The Muslim community is joining the celebration of the Uganda Martyrs by tracing the history of Islam in Buganda (Uganda). The campaign will involve a tour to a number of historical sites of significance to the entry and growth of Islam in Uganda.
The journey will take them to Mulungu landing site in Munyonyo, where the first Arabs Ahmad bin Ibrahim, and Snay bin Amir landed in Buganda in 1843 and Nateete, where more than 500 Muslims were killed and buried following the Buganda religious wars.
They will also visit Kasubi tombs where the first mosque – Masjid Qiblatain – was built and continue to Wamala tomb where Kabaka Suuna II, received the first Quran, which is currently kept at Kasubi before visiting Mende-Kalema to visit the Palace of Kabaka Kalema, the first Buganda King to be circumcised.
The journey, planned for June 1, will end at Masjid Noor Shahadau ‘Muslim Martyrs’ Mosque at Namugongo, where they will hold prayers and later break the fast. This is partly in remembrance of more than 70 Muslims who were burnt in an inferno on the orders of Kabaka Muteesa I, close to a decade before the death of the Uganda Christian Martyrs.
According to a book titled a brief on shahada-u, the Muslims were killed for flimsy reasons like calling the Kabaka a pagan, refusing to eat meat slaughtered by the Kabaka and criticizing him on leading prayers (swala) because he was uncircumcised.
Hajj Suleiman Kawanguzi Musana, the martyrs’ coordinator at the Uganda Muslim Supreme Council (UMSC) reflects on the painful and torturous journey that the martyrs endured.
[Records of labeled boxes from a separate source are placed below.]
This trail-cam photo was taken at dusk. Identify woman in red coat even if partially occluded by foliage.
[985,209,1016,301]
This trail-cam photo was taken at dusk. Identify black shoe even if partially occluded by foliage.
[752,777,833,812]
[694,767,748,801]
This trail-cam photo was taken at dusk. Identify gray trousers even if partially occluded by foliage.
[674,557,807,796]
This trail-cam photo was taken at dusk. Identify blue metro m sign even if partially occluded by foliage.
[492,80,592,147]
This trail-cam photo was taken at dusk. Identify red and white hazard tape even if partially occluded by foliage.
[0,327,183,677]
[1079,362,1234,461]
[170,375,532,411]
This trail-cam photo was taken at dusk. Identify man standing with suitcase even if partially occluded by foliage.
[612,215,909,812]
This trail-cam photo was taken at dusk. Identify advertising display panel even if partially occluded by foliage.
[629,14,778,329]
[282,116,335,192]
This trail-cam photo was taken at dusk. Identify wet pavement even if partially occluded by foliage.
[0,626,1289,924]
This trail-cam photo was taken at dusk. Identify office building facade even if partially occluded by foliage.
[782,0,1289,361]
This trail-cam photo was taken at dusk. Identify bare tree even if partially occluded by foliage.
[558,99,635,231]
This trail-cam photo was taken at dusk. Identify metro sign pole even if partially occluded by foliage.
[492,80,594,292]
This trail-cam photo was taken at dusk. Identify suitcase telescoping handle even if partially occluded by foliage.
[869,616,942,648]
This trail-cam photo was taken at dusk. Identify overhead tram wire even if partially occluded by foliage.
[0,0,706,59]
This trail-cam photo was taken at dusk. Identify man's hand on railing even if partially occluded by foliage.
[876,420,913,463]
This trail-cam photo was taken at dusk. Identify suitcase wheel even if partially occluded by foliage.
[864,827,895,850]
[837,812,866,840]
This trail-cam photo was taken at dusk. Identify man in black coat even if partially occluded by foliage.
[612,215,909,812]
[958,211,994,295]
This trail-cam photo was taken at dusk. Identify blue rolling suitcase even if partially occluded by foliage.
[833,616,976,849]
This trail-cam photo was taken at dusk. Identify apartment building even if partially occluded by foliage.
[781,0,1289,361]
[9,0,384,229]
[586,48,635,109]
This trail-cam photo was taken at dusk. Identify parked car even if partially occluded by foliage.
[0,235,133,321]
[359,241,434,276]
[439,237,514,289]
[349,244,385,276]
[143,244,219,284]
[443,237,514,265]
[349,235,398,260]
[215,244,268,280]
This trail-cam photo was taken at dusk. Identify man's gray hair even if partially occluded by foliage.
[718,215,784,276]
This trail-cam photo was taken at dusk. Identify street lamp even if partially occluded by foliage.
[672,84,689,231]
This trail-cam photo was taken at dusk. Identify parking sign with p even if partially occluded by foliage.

Hajji Musana says that although their Christian counterparts pay homage to the martyrs by making the pilgrimage to the shrines in Namugongo, the pilgrimage of that nature is not acceptable in Islamic teachings. The only accepted pilgrimage in the Muslim faith is to Mecca.
Hajj Musana, however, notes that the Muslim community in Uganda will use the day to remember and pray for the said martyrs. The same activities will be used to mark 46 years of the
Prof Kateregga, a member on the committee handling issues of Muslim martyrs says that they are currently trying to popularize the martyrs by disseminating information to Muslims across the country who were ignorant about the subject.
“The subject is no longer disputable. Although we are not going to pilgrim to the site as it will be in conflict with Islamic teachings, we need to know about these brave men who died in the name of Islam. Disseminating information and awareness about the Muslim Martyrs will promote faith-based tourism,” Kateregga says.
Kateregga notes that they are challenged with little documentation about the martyrs. He, however, adds that efforts to carry out more research on the matter have been embarked on.
In the same development, Kateregga decries the encroachment on the Muslim martyrs’ site. He says that the land of about 15 acres which was bought by the then President Idd Amin has been encroached on and part of it sold out which may affect the proposed development plan.